You now have a situation where instead for all wholesalers/distributors to get to the producers/warehouses to buy goods for onward sales to retailers, who then finally sell to the final users that is the consumers, warehouses are no longer meant to be accessible to all wholesalers and so you have another level of wholesalers (three-level) that is not recognized to Economics.  Then wholesalers1 go to the producers/warehouses to buy, wholesalers2 buy from them and sell to wholesalers3 who then go on to sell to retailers and then before the commodity finally gets to the final consumers or users, the price is already too much on the high side. This is the result of my investigation about why and how prices of items in the market are too much on the high side thereby making the cost of living so high in Nigeria today. All is not and cannot be because of electricity or forex.
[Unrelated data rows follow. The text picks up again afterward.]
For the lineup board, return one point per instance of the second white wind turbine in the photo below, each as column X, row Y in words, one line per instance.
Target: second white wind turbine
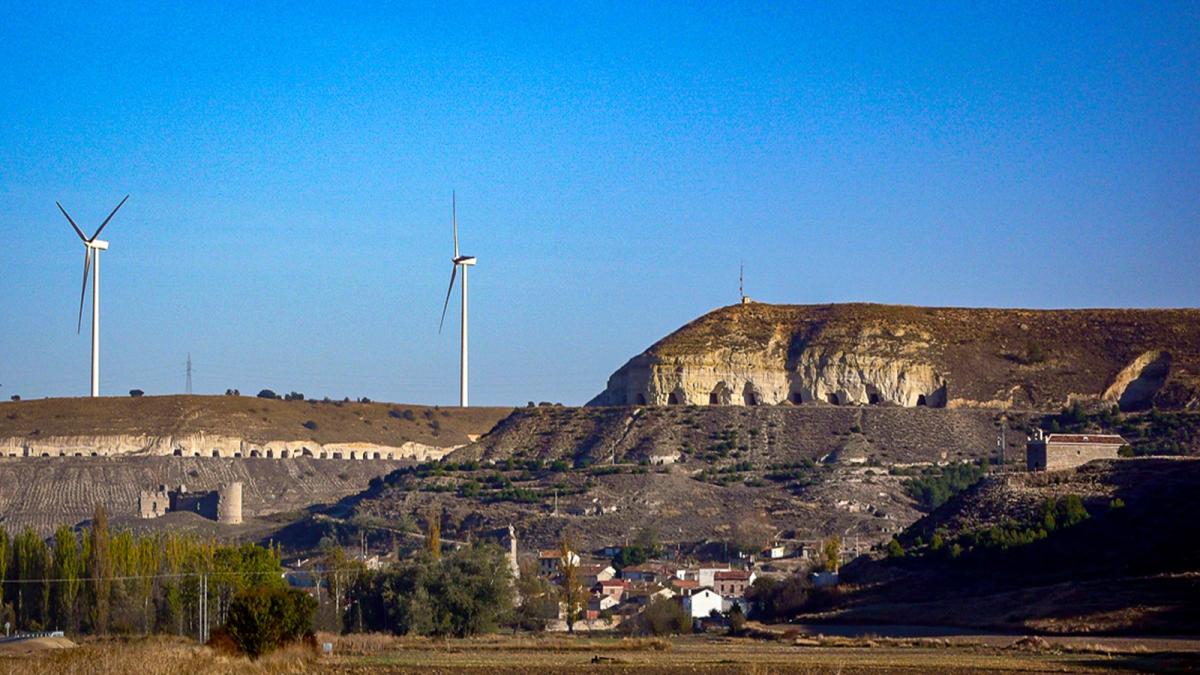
column 463, row 262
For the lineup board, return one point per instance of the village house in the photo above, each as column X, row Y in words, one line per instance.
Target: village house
column 641, row 593
column 597, row 604
column 684, row 587
column 773, row 551
column 702, row 604
column 654, row 572
column 550, row 562
column 613, row 587
column 733, row 583
column 706, row 574
column 1068, row 451
column 592, row 574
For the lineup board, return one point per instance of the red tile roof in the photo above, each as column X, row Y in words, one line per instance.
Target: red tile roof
column 732, row 575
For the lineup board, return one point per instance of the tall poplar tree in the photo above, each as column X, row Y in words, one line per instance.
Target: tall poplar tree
column 100, row 571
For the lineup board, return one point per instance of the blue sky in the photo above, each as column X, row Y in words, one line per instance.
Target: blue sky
column 291, row 169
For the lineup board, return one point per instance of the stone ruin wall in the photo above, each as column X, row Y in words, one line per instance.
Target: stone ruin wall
column 211, row 446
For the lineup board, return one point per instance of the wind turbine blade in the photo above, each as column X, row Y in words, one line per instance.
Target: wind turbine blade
column 454, row 217
column 79, row 232
column 454, row 272
column 83, row 292
column 108, row 219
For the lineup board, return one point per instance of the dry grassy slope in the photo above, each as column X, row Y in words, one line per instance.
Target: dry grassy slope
column 847, row 497
column 1170, row 484
column 771, row 434
column 977, row 350
column 255, row 419
column 45, row 493
column 1133, row 568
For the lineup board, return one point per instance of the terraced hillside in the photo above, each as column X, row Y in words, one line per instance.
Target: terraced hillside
column 763, row 435
column 45, row 493
column 731, row 475
column 235, row 426
column 877, row 354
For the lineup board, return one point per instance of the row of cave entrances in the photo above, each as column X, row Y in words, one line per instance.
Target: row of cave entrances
column 720, row 396
column 286, row 454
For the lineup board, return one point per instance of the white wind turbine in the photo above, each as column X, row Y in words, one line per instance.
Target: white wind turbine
column 463, row 262
column 93, row 248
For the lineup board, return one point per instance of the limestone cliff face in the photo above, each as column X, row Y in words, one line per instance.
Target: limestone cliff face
column 880, row 354
column 210, row 446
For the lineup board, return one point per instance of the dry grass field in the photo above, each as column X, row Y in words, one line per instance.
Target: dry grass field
column 249, row 417
column 699, row 653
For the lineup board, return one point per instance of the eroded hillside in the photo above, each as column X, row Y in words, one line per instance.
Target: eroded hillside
column 1109, row 545
column 730, row 475
column 234, row 426
column 880, row 354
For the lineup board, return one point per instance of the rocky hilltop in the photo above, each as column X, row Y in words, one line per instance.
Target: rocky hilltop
column 757, row 353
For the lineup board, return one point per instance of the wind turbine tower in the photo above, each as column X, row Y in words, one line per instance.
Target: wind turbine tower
column 456, row 262
column 93, row 246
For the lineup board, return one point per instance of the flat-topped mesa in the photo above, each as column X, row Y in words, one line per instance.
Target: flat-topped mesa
column 756, row 353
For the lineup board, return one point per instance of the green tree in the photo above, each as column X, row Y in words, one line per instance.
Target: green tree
column 5, row 553
column 573, row 593
column 833, row 553
column 664, row 616
column 537, row 599
column 29, row 561
column 473, row 591
column 100, row 571
column 69, row 568
column 263, row 619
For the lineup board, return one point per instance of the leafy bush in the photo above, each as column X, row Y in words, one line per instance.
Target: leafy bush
column 936, row 487
column 664, row 616
column 463, row 593
column 263, row 619
column 779, row 599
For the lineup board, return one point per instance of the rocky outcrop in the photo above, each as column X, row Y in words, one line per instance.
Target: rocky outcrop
column 1135, row 386
column 880, row 354
column 211, row 446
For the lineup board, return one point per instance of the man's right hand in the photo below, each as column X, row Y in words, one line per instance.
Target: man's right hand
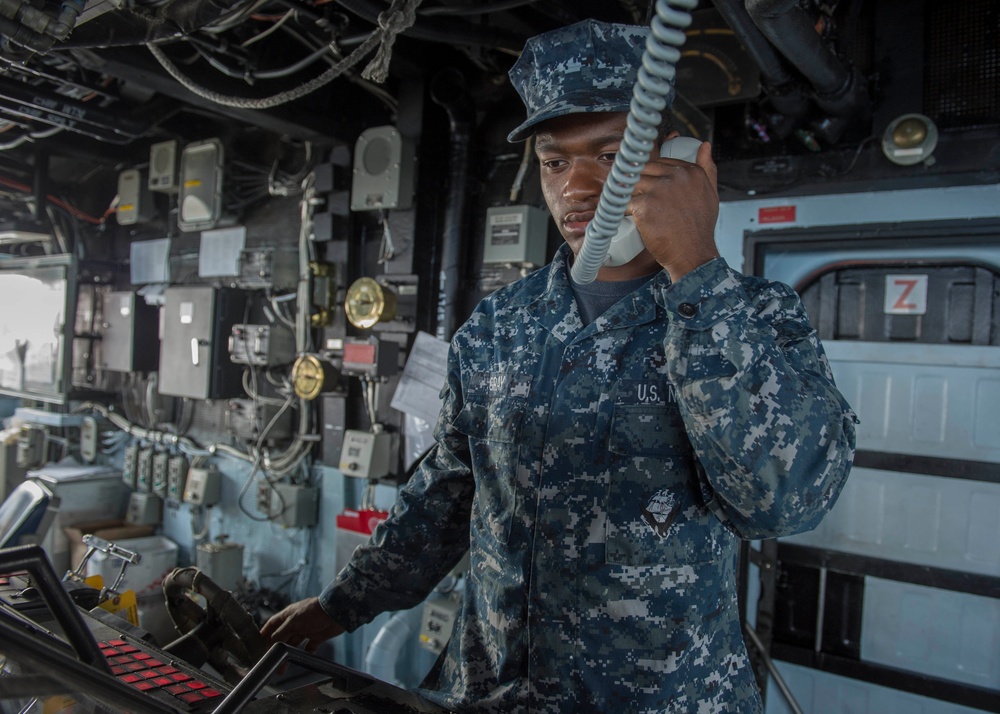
column 302, row 621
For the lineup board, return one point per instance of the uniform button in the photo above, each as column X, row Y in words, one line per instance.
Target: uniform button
column 687, row 310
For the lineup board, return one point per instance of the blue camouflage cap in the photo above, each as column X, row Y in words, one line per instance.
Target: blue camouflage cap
column 589, row 66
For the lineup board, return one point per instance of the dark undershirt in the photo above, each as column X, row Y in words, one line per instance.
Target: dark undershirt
column 595, row 298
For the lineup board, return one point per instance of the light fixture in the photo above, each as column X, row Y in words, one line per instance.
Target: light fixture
column 909, row 139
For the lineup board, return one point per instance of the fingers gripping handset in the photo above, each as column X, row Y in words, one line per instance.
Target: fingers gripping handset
column 627, row 243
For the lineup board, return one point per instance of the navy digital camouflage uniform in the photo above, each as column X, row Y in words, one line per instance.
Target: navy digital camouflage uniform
column 601, row 477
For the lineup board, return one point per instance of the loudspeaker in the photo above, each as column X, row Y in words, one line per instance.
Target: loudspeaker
column 909, row 139
column 383, row 170
column 134, row 202
column 201, row 186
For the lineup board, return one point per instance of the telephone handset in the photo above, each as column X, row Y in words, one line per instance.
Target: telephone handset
column 627, row 243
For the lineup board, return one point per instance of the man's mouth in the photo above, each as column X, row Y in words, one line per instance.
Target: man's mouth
column 575, row 222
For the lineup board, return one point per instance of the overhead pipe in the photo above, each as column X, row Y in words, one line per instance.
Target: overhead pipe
column 782, row 88
column 449, row 92
column 840, row 89
column 438, row 29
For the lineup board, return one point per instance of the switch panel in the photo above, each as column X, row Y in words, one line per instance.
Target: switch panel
column 204, row 487
column 177, row 469
column 261, row 345
column 244, row 422
column 365, row 455
column 144, row 471
column 201, row 186
column 437, row 623
column 130, row 333
column 268, row 269
column 194, row 357
column 516, row 235
column 130, row 465
column 161, row 468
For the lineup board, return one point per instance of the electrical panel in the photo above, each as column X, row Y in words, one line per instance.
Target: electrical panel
column 384, row 168
column 261, row 345
column 365, row 454
column 130, row 465
column 437, row 623
column 516, row 235
column 134, row 202
column 268, row 269
column 194, row 357
column 130, row 329
column 144, row 509
column 89, row 437
column 334, row 413
column 246, row 422
column 163, row 174
column 177, row 469
column 201, row 186
column 203, row 487
column 144, row 471
column 161, row 469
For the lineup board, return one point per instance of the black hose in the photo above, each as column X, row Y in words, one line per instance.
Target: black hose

The only place that things are easier and cheaper is the North, yet they are the ones who do not go to school as claim in the South. Even there are some items sold in the North that are still influenced by determination of price from Lagos.

At this point, there is nothing any ordinary citizen can do to stop these evils that man does to man except that the Federal Government comes to task and stop the people in the society, who are so heartless that they have no mercy at wanting to get extremely rich at all cost minding not, whether their quest for getting extremely rich runs some people down to being extremely poor to stupor or not. Only the Federal Government can stop these evil merchants because, investigations further showed that, the evils that these heartless marketers perpetrate are means by which the political leaders in government at state level empower them as reward for supporting them during elections.